The status quo became the program in the ’50s. Gant shirts, alligator belts, Bass Weejuns and Canoe were symbols of success and acceptance for the growing generation of baby boomers. Those few “cultural rebels” who despised the cultural underpinnings of “The Establishment” and who didn’t accept the established norms of ’50s America were looked upon with disdain.
Although Congress had added “under God” to the Pledge of Allegiance and “In God We Trust” to the nation’s currency, real spirituality was hard to find in the culture of the American Dream. A gnawing emptiness began to grow in the baby-boom generation who were coming of age in the 60s, along with a deep resentment of the new war in Vietnam that was claiming the lives of so many of their friends and family. The horrors of that far-away and bewildering war invaded the living rooms of America like never before, thanks to their hundred million TV sets. Was this seemingly pointless war and the empty materialism of their middle-class inheritance the blessing of Billy Graham’s God?

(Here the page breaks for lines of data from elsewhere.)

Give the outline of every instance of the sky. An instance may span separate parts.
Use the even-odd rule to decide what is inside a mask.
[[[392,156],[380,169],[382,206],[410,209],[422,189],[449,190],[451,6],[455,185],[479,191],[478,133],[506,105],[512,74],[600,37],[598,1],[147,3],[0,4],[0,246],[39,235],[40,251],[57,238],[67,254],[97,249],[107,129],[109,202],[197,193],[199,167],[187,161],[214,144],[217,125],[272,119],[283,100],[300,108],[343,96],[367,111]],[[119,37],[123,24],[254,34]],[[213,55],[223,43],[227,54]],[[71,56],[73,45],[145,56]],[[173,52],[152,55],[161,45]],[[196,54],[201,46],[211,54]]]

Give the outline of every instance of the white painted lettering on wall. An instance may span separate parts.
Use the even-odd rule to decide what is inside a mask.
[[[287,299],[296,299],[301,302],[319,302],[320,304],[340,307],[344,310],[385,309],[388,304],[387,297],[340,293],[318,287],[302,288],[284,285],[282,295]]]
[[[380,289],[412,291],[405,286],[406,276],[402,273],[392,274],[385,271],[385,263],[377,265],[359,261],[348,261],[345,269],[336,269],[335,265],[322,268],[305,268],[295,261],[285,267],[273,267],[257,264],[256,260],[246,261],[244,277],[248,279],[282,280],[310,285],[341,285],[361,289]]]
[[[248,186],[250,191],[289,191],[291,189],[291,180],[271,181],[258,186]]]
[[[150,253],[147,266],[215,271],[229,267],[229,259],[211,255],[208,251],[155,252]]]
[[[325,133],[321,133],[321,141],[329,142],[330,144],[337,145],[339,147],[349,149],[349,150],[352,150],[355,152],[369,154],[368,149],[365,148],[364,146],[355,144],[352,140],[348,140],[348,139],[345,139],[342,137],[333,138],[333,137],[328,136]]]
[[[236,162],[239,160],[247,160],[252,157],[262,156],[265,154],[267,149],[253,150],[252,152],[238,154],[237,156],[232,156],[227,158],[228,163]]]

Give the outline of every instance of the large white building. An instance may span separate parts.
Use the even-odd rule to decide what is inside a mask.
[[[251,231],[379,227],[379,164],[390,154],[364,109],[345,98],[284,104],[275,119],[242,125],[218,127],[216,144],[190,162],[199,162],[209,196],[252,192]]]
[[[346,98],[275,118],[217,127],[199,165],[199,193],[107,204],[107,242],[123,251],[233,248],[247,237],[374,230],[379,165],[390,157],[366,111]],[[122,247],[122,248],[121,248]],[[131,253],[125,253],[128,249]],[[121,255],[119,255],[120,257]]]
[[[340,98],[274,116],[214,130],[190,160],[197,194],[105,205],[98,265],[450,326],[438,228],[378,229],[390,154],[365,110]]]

For the ’60s baby boomers with their ’50s roots, God was dead and the American Dream was becoming a nightmare. They began to question their roots and look for real answers outside the mainstream, no matter what the cost. Little did they realize the power of those cultural roots that were emblazoned on their souls or the cost to them and to society for their attempt to find something real. The ’50s left its mark in a very deep way.
What is seen as the rebellion of the ’60s was really an attempt to break free from the power of their roots in the ’60s. It was not about doing drugs and hating God and rebelling against authority as an end in itself. The Movement of the ’60s is often seen that way. But the heart and soul of the Movement came from a stirring in the soul of a generation who wanted to be cut free from the binding power of a dead society with a dead God. In the early days, young people took drugs to expand their consciousness in hopes of finding a real answer. It was their response to the stirring. Their teachers didn’t have the answer and neither did the preachers.
The stirring didn’t go away, but did that stirring become a true Movement? Why couldn’t the baby boomers escape from their roots to become the true Movement that could bring lasting peace and justice to the earth? Will we ever have answers to these questions? Many from that generation still reflect on why the Movement never got off the ground.